Welcome to Paradox was a Canadian science fiction television series aired on the Sci Fi Channel in the U.S. and subsequently on Showcase in Canada.  It was first broadcast on August 17, 1998, ran for one season, with the final episode being released November 9, 1998. As this was part of a crop of new shows produced in 1998 by Sci Fi Channel and it was not successful beyond the first season, it was never placed in syndication. Betaville was the original title for the series.
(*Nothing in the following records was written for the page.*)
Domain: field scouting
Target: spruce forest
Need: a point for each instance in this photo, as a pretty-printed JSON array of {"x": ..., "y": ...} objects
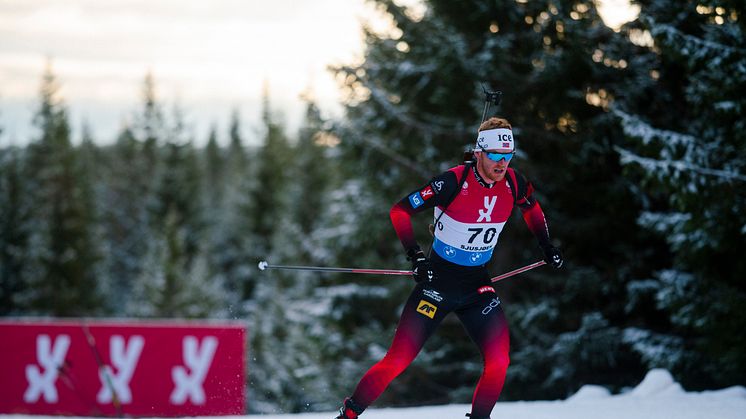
[{"x": 634, "y": 139}]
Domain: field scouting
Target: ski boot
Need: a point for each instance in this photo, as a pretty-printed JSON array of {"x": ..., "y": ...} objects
[{"x": 349, "y": 410}]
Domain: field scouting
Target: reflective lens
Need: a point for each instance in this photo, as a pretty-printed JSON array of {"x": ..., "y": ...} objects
[{"x": 499, "y": 156}]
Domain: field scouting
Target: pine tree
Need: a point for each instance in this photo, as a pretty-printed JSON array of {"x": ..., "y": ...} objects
[
  {"x": 230, "y": 254},
  {"x": 64, "y": 256},
  {"x": 300, "y": 376},
  {"x": 175, "y": 281},
  {"x": 14, "y": 230},
  {"x": 414, "y": 105},
  {"x": 685, "y": 122}
]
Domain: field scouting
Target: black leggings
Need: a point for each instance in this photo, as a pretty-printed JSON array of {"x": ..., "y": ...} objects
[{"x": 468, "y": 293}]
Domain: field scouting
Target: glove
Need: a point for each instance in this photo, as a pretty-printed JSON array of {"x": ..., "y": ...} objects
[
  {"x": 422, "y": 269},
  {"x": 552, "y": 256}
]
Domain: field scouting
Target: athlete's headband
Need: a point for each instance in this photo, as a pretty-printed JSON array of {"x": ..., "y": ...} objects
[{"x": 498, "y": 139}]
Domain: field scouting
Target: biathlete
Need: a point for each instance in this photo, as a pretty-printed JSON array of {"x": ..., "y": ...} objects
[{"x": 472, "y": 203}]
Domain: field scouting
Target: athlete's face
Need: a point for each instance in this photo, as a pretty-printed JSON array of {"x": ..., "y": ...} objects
[{"x": 489, "y": 168}]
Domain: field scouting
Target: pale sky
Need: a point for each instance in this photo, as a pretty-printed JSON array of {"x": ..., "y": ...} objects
[{"x": 208, "y": 56}]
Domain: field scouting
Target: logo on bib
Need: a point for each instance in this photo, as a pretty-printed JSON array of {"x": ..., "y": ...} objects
[
  {"x": 426, "y": 309},
  {"x": 486, "y": 288},
  {"x": 489, "y": 206}
]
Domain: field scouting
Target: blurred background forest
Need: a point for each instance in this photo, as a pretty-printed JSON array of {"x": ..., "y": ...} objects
[{"x": 635, "y": 140}]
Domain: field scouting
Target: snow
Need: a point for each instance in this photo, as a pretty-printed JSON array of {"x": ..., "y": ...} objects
[{"x": 658, "y": 396}]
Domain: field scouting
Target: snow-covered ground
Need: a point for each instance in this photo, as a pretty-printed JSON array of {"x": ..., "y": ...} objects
[{"x": 658, "y": 396}]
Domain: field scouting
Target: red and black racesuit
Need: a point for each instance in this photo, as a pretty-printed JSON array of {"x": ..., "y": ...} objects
[{"x": 462, "y": 284}]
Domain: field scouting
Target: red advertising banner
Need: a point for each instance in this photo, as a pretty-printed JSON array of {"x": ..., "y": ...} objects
[{"x": 115, "y": 368}]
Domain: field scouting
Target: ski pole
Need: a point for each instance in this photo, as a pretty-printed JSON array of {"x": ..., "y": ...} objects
[
  {"x": 103, "y": 371},
  {"x": 264, "y": 265},
  {"x": 519, "y": 270}
]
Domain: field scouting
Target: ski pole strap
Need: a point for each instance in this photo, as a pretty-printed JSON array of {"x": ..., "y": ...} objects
[{"x": 519, "y": 270}]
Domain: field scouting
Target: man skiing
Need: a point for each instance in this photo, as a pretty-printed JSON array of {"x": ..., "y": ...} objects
[{"x": 472, "y": 202}]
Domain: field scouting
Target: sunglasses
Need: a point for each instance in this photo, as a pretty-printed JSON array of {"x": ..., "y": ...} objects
[{"x": 496, "y": 157}]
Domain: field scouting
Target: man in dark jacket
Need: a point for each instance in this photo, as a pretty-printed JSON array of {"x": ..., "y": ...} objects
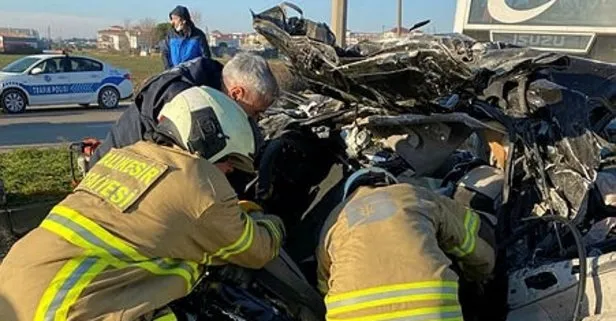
[
  {"x": 184, "y": 41},
  {"x": 246, "y": 78}
]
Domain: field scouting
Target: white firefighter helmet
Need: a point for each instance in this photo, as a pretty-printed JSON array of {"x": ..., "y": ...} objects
[{"x": 206, "y": 122}]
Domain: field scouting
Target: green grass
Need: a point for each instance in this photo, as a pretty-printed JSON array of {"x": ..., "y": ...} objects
[{"x": 35, "y": 175}]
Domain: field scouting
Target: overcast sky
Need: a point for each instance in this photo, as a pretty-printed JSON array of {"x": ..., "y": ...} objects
[{"x": 69, "y": 18}]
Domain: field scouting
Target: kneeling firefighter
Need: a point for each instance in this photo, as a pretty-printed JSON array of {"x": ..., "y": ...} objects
[
  {"x": 385, "y": 253},
  {"x": 138, "y": 231}
]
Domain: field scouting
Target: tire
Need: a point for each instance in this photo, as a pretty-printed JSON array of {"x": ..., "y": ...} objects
[
  {"x": 108, "y": 98},
  {"x": 13, "y": 101}
]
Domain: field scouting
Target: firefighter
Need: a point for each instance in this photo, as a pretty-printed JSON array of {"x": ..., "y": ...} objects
[
  {"x": 384, "y": 253},
  {"x": 138, "y": 230}
]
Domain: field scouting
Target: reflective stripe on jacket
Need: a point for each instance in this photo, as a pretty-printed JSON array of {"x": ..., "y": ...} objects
[
  {"x": 130, "y": 239},
  {"x": 382, "y": 255}
]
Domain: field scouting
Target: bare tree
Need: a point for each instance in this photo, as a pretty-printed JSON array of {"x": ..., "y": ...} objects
[
  {"x": 125, "y": 41},
  {"x": 196, "y": 17},
  {"x": 148, "y": 30}
]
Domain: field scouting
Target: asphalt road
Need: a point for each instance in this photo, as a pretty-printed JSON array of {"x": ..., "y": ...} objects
[{"x": 57, "y": 125}]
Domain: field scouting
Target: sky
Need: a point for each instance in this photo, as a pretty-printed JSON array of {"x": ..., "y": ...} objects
[{"x": 70, "y": 18}]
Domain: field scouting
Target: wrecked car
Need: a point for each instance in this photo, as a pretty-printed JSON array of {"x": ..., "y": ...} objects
[{"x": 521, "y": 136}]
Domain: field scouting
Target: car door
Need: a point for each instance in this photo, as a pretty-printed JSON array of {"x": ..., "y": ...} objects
[
  {"x": 51, "y": 85},
  {"x": 86, "y": 75}
]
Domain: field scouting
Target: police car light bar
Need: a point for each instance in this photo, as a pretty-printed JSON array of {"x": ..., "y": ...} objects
[{"x": 58, "y": 52}]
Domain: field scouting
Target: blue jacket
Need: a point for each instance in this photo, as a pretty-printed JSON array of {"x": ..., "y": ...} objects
[
  {"x": 178, "y": 48},
  {"x": 141, "y": 115}
]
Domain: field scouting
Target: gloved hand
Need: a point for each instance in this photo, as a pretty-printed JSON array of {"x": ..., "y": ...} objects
[
  {"x": 250, "y": 207},
  {"x": 273, "y": 220}
]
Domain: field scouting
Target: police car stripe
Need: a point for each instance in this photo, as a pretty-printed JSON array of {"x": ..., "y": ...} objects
[{"x": 65, "y": 88}]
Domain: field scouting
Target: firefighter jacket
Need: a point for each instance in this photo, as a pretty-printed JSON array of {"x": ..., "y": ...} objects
[
  {"x": 384, "y": 254},
  {"x": 133, "y": 236}
]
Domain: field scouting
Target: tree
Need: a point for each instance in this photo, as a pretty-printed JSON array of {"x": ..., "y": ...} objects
[
  {"x": 125, "y": 41},
  {"x": 149, "y": 31}
]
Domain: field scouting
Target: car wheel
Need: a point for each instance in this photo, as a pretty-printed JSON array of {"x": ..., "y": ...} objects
[
  {"x": 108, "y": 97},
  {"x": 13, "y": 101}
]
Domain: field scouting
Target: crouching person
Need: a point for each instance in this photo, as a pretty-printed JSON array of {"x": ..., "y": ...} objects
[
  {"x": 138, "y": 230},
  {"x": 384, "y": 253}
]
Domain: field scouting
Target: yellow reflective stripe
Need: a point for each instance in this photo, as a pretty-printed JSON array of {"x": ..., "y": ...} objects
[
  {"x": 444, "y": 313},
  {"x": 75, "y": 292},
  {"x": 322, "y": 286},
  {"x": 53, "y": 288},
  {"x": 240, "y": 245},
  {"x": 275, "y": 232},
  {"x": 247, "y": 243},
  {"x": 396, "y": 287},
  {"x": 94, "y": 250},
  {"x": 98, "y": 231},
  {"x": 167, "y": 317},
  {"x": 66, "y": 286},
  {"x": 394, "y": 300},
  {"x": 114, "y": 250},
  {"x": 471, "y": 227}
]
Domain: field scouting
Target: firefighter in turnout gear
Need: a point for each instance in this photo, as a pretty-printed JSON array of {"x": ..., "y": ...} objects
[
  {"x": 386, "y": 252},
  {"x": 139, "y": 229}
]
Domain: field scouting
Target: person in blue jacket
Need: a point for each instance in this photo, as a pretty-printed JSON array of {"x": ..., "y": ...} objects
[{"x": 184, "y": 41}]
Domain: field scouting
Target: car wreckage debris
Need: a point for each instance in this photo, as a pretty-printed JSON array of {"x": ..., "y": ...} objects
[{"x": 544, "y": 118}]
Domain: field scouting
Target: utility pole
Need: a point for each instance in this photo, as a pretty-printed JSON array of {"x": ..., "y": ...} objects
[
  {"x": 399, "y": 18},
  {"x": 339, "y": 19}
]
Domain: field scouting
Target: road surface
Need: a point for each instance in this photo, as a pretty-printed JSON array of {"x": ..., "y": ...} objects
[{"x": 39, "y": 127}]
The series is an anthology hybrid. The stories all took place in the fictional future city of "Betaville", a nod to Jean-Luc Godard's Alphaville. However, the majority of the stories were adapted from short stories that were originally unconnected with that fictional city. The stories were adapted from older works by famous science fiction authors which explored the impact of certain technologies on the human body and psyche, and the theme of humanity being overwhelmed by hostile technologies. Each episode had a host—originally to be named "Paradox" until the concept was dropped—that served as a narrator, adding a prologue and epilogue to the show as with The Twilight Zone and The Outer Limits. The Volkswagen New Beetle was chosen to be the transportation of Betaville; one was used whenever a car was needed in a story.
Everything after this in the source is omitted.